Ecuador-Colombia Trade War: Noboa's Tariffs Hit 50% as Bilateral Commerce Unravels in 2026
Ecuador escalated its trade war with Colombia in February 2026, raising tariffs from 30% to 50% on Colombian imports. President Daniel Noboa justified the move on security grounds, but the impact is hammering exporters, truckers, and border communities in both countries. With over a dozen sectors affected and 600-meter truck queues at the border, this is a live case for prediction markets: will the conflict escalate further or will diplomatic pressure force a deal?

Ecuador-Colombia Trade War: Noboa Raises Tariffs to 50% and Shakes Bilateral Commerce
Ecuador's President Daniel Noboa escalated the trade war with Colombia in February 2026, hiking tariffs on Colombian imports from 30% to 50%. The move, officially tied to security concerns, has disrupted bilateral trade worth billions of dollars, impacted over a dozen economic sectors, and sparked protests from Ecuadorian border communities demanding the tariffs be repealed.
For LATAM prediction market traders, this is a textbook geopolitical scenario with measurable outcomes: will the tariffs hold, escalate, or be negotiated down? The timeline is compressed, the stakes are high for both economies, and the political incentives on each side are diverging fast.

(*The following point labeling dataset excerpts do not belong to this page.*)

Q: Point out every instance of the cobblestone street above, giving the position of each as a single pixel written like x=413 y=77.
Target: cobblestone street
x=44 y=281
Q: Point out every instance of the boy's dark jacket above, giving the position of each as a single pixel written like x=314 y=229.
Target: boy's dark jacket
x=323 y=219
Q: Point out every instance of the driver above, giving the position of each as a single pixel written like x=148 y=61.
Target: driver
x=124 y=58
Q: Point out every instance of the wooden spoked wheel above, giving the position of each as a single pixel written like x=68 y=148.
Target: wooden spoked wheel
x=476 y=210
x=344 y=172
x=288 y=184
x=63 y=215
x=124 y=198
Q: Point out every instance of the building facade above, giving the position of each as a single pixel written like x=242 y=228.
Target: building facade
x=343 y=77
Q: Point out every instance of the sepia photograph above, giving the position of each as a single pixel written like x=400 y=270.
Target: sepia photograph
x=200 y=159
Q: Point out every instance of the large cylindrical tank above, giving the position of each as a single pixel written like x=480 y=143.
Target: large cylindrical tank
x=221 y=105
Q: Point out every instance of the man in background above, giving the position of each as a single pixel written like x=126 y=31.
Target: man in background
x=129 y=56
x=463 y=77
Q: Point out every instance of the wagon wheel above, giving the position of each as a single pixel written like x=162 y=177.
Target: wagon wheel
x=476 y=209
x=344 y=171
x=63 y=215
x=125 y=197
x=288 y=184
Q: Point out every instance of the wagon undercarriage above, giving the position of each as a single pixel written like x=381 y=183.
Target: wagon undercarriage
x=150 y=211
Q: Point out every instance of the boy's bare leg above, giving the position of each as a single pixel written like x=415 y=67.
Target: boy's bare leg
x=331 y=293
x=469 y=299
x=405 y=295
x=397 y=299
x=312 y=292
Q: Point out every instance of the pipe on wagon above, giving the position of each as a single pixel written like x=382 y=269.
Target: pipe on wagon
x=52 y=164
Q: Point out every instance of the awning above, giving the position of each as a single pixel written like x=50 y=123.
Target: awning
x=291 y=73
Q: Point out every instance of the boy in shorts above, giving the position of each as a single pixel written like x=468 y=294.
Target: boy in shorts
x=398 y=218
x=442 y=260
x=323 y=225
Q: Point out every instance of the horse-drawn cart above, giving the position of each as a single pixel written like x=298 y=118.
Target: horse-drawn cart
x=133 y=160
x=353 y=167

What happened and why it matters
The Ecuador-Colombia trade war began in late January 2026 when Ecuador imposed a 30% tariff on Colombian imports, citing Colombia's failure to implement "concrete and effective security measures." By January 31, trucks were already piling up at the border in lines stretching 600 meters as the deadline approached.
On February 26, 2026, the Ecuadorian government announced a dramatic escalation: tariffs would jump from 30% to 50%. The justification remained security-focused, but the real-world impact landed squarely on commerce. More than a dozen sectors were hit, from agriculture to industrial goods, raising costs for Ecuadorian businesses that depend on Colombian inputs.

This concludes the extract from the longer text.